A Pixar Movie
Few remember that Joss Whedon is an Academy Award nominee. And the script that he was nominated for was none other than "Toy Story," Pixar's first feature-length film (and the first computer-animated feature ever). Whedon's job on the first movie, which included an extended, four-month stay at Pixar, was to streamline the script (claiming that it was "in shambles" when it was delivered to him) and solidify the characters (amongst other contributions, he created the Rex character and the band of merry mutant toys). In the years since the phenomenal success of "Toy Story," the director has never been invited back, and at least once has (pre-"Brave") publicly raised concerns about the studio's lack of strong female characters, which probably didn't win anyone over at the studio. But now that Whedon is seen as a true asset to not only Marvel but the Disney corporation as a whole, any bad blood has likely been washed down the drain. A Pixar movie would allow Whedon's seemingly limitless imagination run totally free, in a way rarely seen outside of his comic book work and potentially bring us a stronger female lead than even Merida in "Brave." We imagine the results would be something along the lines of Brad Bird's "The Incredibles" – a genuine animation game-changer. (And hey, there are currently four as-yet-unidentified Pixar movies on the schedule through 2018…)
A "Star Wars" Entry
Assuming that J.J. Abrams either leads the "Star Wars" franchise into darkness, or gets itchy about taking on one of the roughly four thousand projects he and his Bad Robot banner have amassed over the past few years, Whedon could easily pick up the reins to the storied franchise that takes place a long time ago in a galaxy far, far away. As far as contemporaries go, Abrams and Whedon are practically Kirk and Khan, so a swap could be very easy (they both got their start in genre television, overseeing large, intricately complex mythologies before transitioning to big time franchise movies), and given how beloved Whedon is by the larger Disney framework (that now owns Lucasfilm), could be easily facilitated. Whedon is clearly adept at handling this kind of material, too. Not only is he truly gifted when it comes to juggling a large ensemble cast (the "team" dynamic, reminiscent of early "X-Men" comic books, that runs through everything from "Buffy the Vampire Slayer" to "Dollhouse") but he also has experience in the genre – his short-lived Fox television series "Firefly" and its spin-off movie "Serenity" both featured a ragtag group of space outlaws. Basically, Whedon had fashioned a version of "Star Wars" that was exclusively centered around the Millennium Falcon and its roguish captain Han Solo (Harrison Ford) – its churlish hero even had a similar name, Mal Reynolds (Nathan Fillion). Whedon's abilities would also aid in revitalizing the franchise, too, with his emphasis on humor and emotional realism a stark contrast to the cardboard phoniness that the prequels traded in.

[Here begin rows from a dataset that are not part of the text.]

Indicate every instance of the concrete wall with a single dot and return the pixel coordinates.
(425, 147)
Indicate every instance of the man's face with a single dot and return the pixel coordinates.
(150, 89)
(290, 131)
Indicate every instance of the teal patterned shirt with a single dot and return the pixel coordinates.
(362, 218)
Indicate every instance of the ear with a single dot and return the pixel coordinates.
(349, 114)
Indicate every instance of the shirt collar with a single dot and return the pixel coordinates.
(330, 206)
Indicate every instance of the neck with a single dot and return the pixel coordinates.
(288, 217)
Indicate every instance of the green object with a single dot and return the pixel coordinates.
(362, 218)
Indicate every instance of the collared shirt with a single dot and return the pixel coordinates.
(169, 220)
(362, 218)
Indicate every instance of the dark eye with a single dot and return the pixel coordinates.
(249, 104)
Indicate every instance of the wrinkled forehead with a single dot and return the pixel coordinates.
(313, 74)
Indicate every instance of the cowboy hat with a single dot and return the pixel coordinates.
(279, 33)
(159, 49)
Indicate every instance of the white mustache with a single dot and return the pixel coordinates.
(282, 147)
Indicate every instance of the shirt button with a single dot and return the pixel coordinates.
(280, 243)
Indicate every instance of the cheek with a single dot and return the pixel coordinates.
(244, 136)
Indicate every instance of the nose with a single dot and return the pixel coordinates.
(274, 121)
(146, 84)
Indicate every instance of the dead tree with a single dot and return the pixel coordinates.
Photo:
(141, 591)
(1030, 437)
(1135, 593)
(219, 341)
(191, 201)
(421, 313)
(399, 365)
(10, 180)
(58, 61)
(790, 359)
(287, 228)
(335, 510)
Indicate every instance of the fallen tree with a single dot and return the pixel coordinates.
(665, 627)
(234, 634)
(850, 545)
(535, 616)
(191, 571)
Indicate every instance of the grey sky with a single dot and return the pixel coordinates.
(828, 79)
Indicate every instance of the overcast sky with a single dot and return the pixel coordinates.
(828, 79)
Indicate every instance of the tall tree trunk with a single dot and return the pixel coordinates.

With the lines between Pixar and Disney getting blurrier by the moment (the marriage's unholy consecration – it's very own red wedding – being the induction of Merida from "Brave" into the hallowed halls of the Disney Princess family), there is a sharp distinction to be made, not to mention some not-so-distant history with Disney Feature Animation and Whedon. To explain: in the '90s Whedon worked very closely with Disney Feature Animation on a number of huge projects (in fact, when he went to rehab "Toy Story," he was already set up at Disney). Whedon was mostly inspired by the recent work that lyricist and writer Howard Ashman did at the company ("Aladdin," "The Little Mermaid," and "Beauty and the Beast"). He most notably worked on two traditionally animated projects while there – an early version of "Atlantis: The Lost Empire" (in the words of Whedon his version was "Journey to the Center of the Earth" meets "Man Who Would Be King") and a musical version of "Marco Polo" in the vein of "My Fair Lady." What makes the "Marco Polo" project so tantalizing is that, beyond the finished script, Whedon also contributed at least three songs (with music by Broadway stalwart Robert Lindsey-Nassif). Let's just restate that: a Disney musical, with a script and songs by Joss Whedon, is sitting in the Disney vault somewhere, going unmade. Should Disney want to return to the traditionally animated ground that precipitated the so-called Disney Renaissance, we can't think of a better place – or a better person – to start.